Ignoring that HMRC would be time-barred from bringing a fresh assessment, the result of the majority decision was the appellant’s exposure to retrospective assessment, which would have led to interest accruing from the date specified within the withdrawal notice: a starting point which HMRC argued would pre-date the assessment itself. Furthermore, if the correct date by which the tax year of the assessment would be determined was the date specified in the notice, HMRC would find itself time-barred in many cases due to the long interval which can elapse before the facts justifying withdrawal of approval comes to its attention. In response to this point, Lord Sumption pointed out that it is inherent in the process of assessment that a taxpayer may be assessed on profits or gains that arose in a chargeable period earlier than that of the assessment; in fact this would occur whenever tax is assessed in arrears.

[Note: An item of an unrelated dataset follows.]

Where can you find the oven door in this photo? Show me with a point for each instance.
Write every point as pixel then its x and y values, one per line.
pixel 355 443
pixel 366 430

Furthermore, such retrospective assessment is not anomalous in the present case as here it is the recognition of facts which already existed. Lord Neuberger added to this, stating that retroactivity is inherent in any case where a notice is served under s 591B(1) and it is right that the charge to tax and valuation of the assets should occur on the same date.
Lord Hodge, with whom Lord Carnwath agreed, provided a dissenting judgment and specifically addressed the issue of retrospective assessment, citing the general principle stated in W T Ramsey Ltd v Inland Revenue Comrs  UKHL 1 that, despite the fact that legislation to counter tax avoidance as a matter of sound policy may involve provisions with retroactive effect, this does not negate the need for clear and positive words as to the retrospective effect of the legislation. Lord Hodge did not feel the clear and positive words needed to ensure retrospective effect were present in s 591D(7). Moreover, s 591D(7)(b) makes reference to “the approval of the scheme being withdrawn”, in other words, the date on which the withdrawal notice was given. There are clear policy reasons for this; the administrator of a pension scheme may be unaware of the circumstances causing the HMRC to withdraw approval, whereas in the case of the withdrawal methods under s 591A and 591B(2), the administrator would be aware of the circumstances justifying withdrawal of the approval, therefore it would be unfair to impose a liability for interest on unpaid tax in such circumstances.
The Supreme Court‘s majority decision has cleared the uncertainty caused by section 591B(1) and will serve as binding precedent on lower courts. Pension schemes with similar cases pending will be particularly pleased as the Revenue may now find itself time-barred from bringing further claims.
However, it will be interesting to see to what extent Lord Hodge’s dissenting judgment will serve as a persuasive authority in subsequent cases.